Shōrin-ryū Karate

Grand Master Shoshin Nagamine
Grand Master Shoshin Nagamine

One of Okinawa’s earliest martial arts, Shorin-ryu’s linage can be traced back hundreds of years.  The first traces of Okinawan Karate are known to be of ancient (Chinese) Kung-fu heritage.  As the art migrated towards the small Japanese island of Okinawa, Shorin-ryu was developed and refined by some of the most renowned martial arts masters in history.  Eventually, Grand Master Shoshin Nagamine founded Shorin-Ryu, Matsubayashi-Ryu Karate.  In fact, it was not until 1936 that Okinawan masters replaced the term Tote (abbreviated to Te) meaning “Chinese hand”, to “Karate” meaning “Open-hand”.

Following World War II Nagamine Sensei encountered a book by Ginchin Funakoshi, entitled “Introduction to Karate”. He later stated it was this book that helped him make up his mind to pursue karate as a life’s ambition. Although there is no documentation of it, one cannot help but wonder if Nagamine Sensei’s service as an infantryman in China in 1928 may not also have influenced his subsequent development of the Matsubayashi-Ryu style.

1947 was the first time the public world heard of Matsubayashi-Ryu karate, this occurring when Nagamine Sensei opened his first dojo and named it the “Matsubayashi-Ryu Kododan Karate and Ancient Martial Arts Studies”. Matsubayashi is the Okinawan pronunciation of the characters for “Pine Forest.” “Matsu” means “pine” and “Hayashi” means “forest.” When the two are placed together, the “H” of Hayashi is pronounced as “B,” making it Matsubayashi. “Shorin” is the Chinese pronunciation of the same characters. The origin of the name “Shorin-Ryu” is the Shaolin Buddhist Temple in China. “Ryu”, roughly translated, means style or system. More literally, it can mean “river,” which Nagamine Sensei said reflected his thoughts that the art of karate, and specifically Matsubayashi-Ryu, is a living, flowing thing.

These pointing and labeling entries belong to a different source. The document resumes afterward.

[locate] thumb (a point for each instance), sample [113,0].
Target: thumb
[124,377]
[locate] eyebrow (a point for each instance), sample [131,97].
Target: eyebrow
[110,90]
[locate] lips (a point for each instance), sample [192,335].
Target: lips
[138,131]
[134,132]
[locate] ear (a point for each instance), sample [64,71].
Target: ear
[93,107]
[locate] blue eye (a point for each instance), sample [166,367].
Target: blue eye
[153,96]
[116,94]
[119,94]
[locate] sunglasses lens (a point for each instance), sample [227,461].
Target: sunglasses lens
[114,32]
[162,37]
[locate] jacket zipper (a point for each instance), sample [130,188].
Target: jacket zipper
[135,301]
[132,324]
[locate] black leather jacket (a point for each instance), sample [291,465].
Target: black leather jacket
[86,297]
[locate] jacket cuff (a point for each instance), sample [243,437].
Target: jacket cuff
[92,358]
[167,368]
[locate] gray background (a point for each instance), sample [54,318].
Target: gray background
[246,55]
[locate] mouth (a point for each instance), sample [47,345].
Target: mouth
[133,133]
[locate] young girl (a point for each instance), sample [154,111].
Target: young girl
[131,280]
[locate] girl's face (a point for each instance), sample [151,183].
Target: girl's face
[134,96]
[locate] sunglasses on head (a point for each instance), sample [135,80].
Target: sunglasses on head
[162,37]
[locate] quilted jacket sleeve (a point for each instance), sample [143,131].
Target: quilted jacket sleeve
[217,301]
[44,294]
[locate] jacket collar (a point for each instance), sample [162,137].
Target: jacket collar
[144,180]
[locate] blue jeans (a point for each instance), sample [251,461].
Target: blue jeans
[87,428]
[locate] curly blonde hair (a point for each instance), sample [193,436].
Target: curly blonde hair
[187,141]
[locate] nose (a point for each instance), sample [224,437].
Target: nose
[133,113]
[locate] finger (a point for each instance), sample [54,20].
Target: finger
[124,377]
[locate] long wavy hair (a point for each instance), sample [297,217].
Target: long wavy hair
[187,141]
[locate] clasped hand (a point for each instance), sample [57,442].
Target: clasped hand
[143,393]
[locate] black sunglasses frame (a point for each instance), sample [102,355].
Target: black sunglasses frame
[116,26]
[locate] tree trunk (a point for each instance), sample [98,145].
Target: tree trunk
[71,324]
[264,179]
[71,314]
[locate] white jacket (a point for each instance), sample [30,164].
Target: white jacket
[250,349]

Nagamine Sensei created the name “Matsubayashi” out of respect for two great Karate-ka’s who taught two of his most influential teachers (Chotoku Kyan and Choki Motobu). These two masters were Bushi Matsumura and Kosaku Matsumora. As a side note, the World Matsubayashi-Ryu Karate Association website reports Nagamine Sensei’s nickname growing up was “Gaajuu Maachuu” sometimes pronounced “Chippai Matsu”, which means “tenacious pine tree.”

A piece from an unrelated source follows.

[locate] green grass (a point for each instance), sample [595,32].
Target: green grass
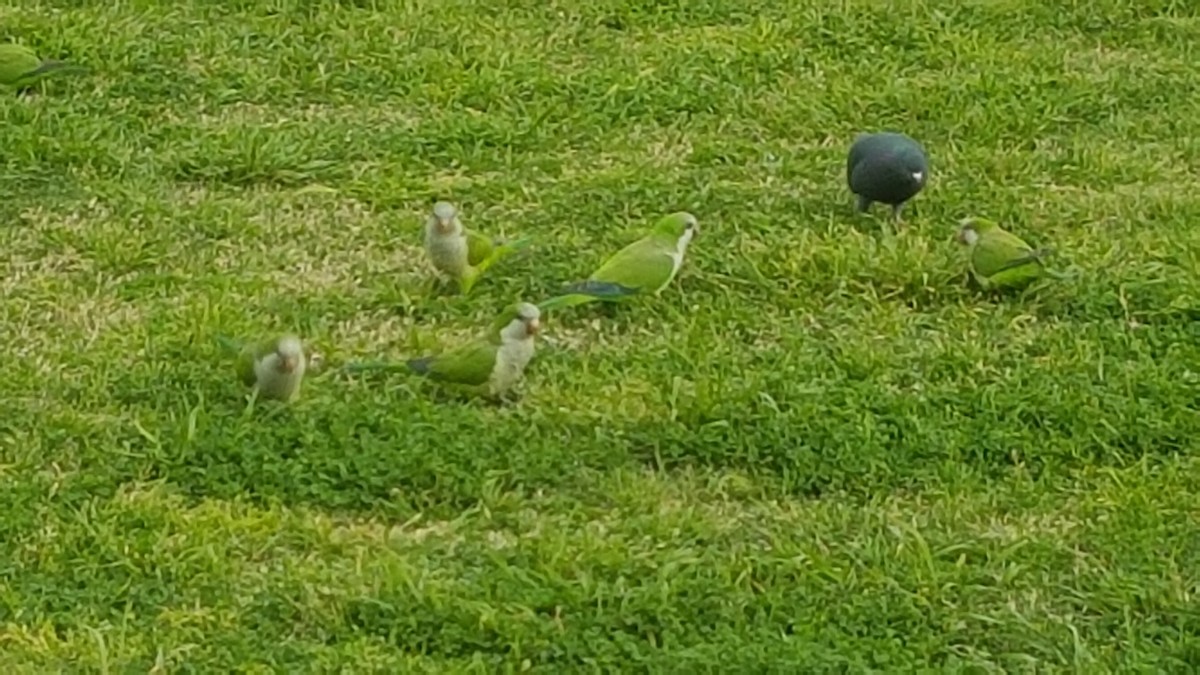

In 1960 the United States was introduced to Matsubayashi-Ryu karate when James Wax, an ex-American serviceman, became the first westerner to open a Matsubayashi-Ryu dojo in Dayton, Ohio. Later, in 1962, Nagamine Sensei dispatched a senior student, Ansei Ueshiro to the United States with the intent of firmly establishing Shorin-Ryu, Matsubayashi-Ryu karate in North America.

In the 1980′s Ueshiro Sensei branched off from Nagamine and formed the Shorin-Ryu Karate USA (Matsubayashi-Ryu) branch.